Last month, I wrote about an National Public Radio series concerning overmedicating nursing home residents. This second entry from the NPR series is based on reporting concerning training opportunities the State of Texas is offering to decrease that state’s use of antipsychotic medications in nursing homes. According to NPR, antipsychotic drugs “can be deadly” for older people with Alzheimer’s or other forms of dementia. “The Food and Drug Administration has given these drugs a black box warning, saying they can increase the risk of heart failure, infections and death. Yet almost 300,000 nursing home residents still get them.”
The story points out that in Texas: “More than a quarter of nursing home residents there still get antipsychotic drugs” despite a national effort to reduce the use of such medicines. The state is “playing catch-up” by having training sessions. In one such seminar, nursing home workers and administrators are being taught an approach known as “individualized care. The idea is that if nursing home employees know enough about a resident, they can figure out the reason behind challenging behavior and deal with it without resorting to antipsychotic drugs.”
Frankly, I am at a loss as to why such “training” is necessary. Isn’t it common sense that the more a nursing home worker knows a resident, the more likely it is they will have insight as to what is “bothering” a resident and causing him or her to act out? Although this training is good in theory, it does, of course, depend on retaining nursing home workers for longer periods of time so they can get to know the residents.
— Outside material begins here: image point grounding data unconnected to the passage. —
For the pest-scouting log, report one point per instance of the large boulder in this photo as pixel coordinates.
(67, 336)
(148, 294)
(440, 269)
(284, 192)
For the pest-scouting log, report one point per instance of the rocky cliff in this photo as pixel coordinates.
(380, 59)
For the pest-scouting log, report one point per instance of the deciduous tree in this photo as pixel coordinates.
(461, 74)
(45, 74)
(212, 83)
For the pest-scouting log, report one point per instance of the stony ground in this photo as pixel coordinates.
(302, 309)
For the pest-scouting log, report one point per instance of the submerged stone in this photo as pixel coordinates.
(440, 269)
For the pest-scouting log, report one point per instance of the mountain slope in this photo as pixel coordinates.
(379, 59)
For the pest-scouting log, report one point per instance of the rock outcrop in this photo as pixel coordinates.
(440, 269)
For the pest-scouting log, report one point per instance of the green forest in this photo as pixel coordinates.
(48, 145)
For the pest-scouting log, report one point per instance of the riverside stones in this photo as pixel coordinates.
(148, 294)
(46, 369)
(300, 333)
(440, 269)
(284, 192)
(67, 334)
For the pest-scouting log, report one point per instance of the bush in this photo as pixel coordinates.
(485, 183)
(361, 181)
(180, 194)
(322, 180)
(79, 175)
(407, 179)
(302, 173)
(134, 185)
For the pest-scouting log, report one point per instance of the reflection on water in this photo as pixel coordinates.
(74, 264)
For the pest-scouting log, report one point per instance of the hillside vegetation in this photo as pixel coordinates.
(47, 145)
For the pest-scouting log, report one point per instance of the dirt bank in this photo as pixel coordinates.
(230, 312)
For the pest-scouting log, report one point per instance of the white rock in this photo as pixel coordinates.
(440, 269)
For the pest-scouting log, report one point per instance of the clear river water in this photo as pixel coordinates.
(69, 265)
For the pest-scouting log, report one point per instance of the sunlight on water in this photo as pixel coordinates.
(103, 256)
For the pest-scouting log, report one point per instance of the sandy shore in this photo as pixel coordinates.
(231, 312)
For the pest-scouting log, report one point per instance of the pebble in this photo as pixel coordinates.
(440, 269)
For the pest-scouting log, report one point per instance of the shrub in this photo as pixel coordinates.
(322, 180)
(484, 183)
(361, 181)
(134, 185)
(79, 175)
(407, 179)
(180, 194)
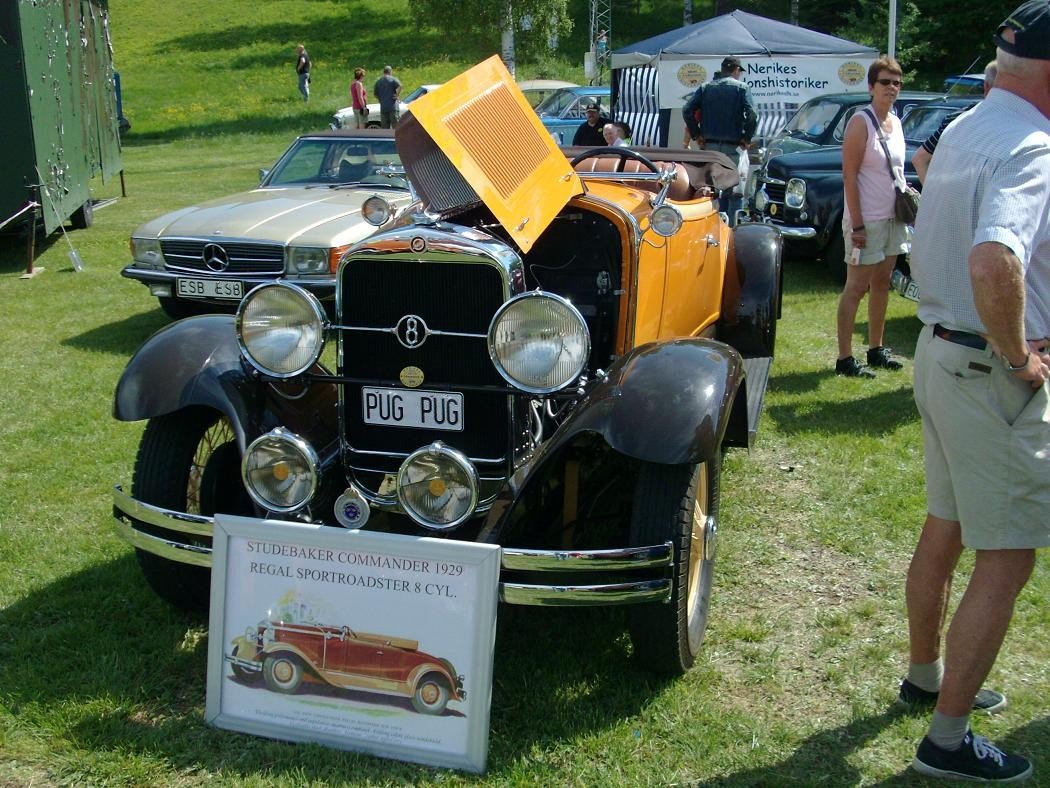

According to a 2009 study conducted by the American Health Care Association: “The retention rates among Staff Registered Nurses, Licensed Practical Nurses and Certified Nurse Assistants ranged from 48 to 52 percent. The turnover rate for all nursing facility employees was 40 percent. The turnover rate for Certified Nurse Assistants was higher than other nursing staff, at 47 percent.” If around one-half of the staff who interacts with residents on a daily basis leaves the facility each year, can “individualized care” actually work in the real world?
Staff retention is key to the proper care of nursing home residents and decreasing the use of antiphsychotic medication as a “chemical restraint” for nursing home residents who suffer from Alzheimer’s or other types of dementia. Are the corporations who run the facilities taking adequate steps to retain good staff? That is a question to be left for another day.